Introducing a face

A project log for Automatic Speech Recognition AI Assistant

Turning a Raspberry Pi 4B into a satellite for self-hosted language model, all with a sprinkle of ASR and NordVPN Meshnet

adam-meshnetAdam - Meshnet 12/21/2023 at 14:480 Comments

In my first project log, I mentioned that the examples provided with the Vosk library were very easy to work with and worked right from the get-go. This was a no-brainer to use it for this project. After all, if it's not broken, don't fix it.

To the code provided by the Vosk devs, I've added a simple POST request handling along with PyGame based display. The "frontend" shows the assistant "thinking", and once the POST request has been responded to by the language model, it displays the response.

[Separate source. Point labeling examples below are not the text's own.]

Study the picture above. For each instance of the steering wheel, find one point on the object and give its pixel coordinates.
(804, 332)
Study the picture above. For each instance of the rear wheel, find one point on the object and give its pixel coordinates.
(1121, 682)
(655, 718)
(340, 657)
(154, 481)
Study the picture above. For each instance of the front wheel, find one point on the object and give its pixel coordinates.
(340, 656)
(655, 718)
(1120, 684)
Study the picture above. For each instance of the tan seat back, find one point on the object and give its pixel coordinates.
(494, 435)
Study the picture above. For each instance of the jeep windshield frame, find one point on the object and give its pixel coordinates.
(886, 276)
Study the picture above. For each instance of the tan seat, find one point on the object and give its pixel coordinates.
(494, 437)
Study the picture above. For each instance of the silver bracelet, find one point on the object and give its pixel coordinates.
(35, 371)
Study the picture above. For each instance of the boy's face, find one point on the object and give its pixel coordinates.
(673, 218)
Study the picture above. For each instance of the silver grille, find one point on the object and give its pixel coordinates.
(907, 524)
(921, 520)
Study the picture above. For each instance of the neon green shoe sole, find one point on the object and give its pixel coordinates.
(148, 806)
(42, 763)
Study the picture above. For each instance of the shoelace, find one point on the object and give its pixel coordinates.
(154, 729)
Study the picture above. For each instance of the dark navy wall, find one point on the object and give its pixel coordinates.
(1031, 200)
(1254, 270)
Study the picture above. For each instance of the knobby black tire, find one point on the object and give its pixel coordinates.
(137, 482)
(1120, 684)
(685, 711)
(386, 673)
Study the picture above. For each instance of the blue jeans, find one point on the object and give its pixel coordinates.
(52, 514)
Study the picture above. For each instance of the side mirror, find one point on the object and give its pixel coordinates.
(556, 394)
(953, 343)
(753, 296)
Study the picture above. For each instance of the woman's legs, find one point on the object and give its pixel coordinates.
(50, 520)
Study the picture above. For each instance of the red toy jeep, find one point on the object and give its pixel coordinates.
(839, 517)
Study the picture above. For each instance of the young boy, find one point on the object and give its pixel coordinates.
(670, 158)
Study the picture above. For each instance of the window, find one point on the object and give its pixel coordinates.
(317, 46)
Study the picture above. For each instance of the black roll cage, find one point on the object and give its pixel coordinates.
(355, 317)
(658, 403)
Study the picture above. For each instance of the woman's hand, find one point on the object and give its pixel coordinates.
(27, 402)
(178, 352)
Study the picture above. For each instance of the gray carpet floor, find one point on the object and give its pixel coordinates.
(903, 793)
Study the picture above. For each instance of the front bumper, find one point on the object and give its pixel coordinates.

For the time being and as a proof-of-concept, the assistant has only two states:  "thinkingFace" and "responseFace". The “thinkingFace” involves eyes moving side to side, which, at least in my mind, mimics someone trying to figure things out, and the “responseFace” displays the text the language model responded with.

One more kink that needs to be ironed out is flipping the display orientation 180 degrees. However, as it turns out, it is not so simple, and all the guides I found on the internet for doing so didn't work with my display.

Project files are available in their respective section if you want to give it a try.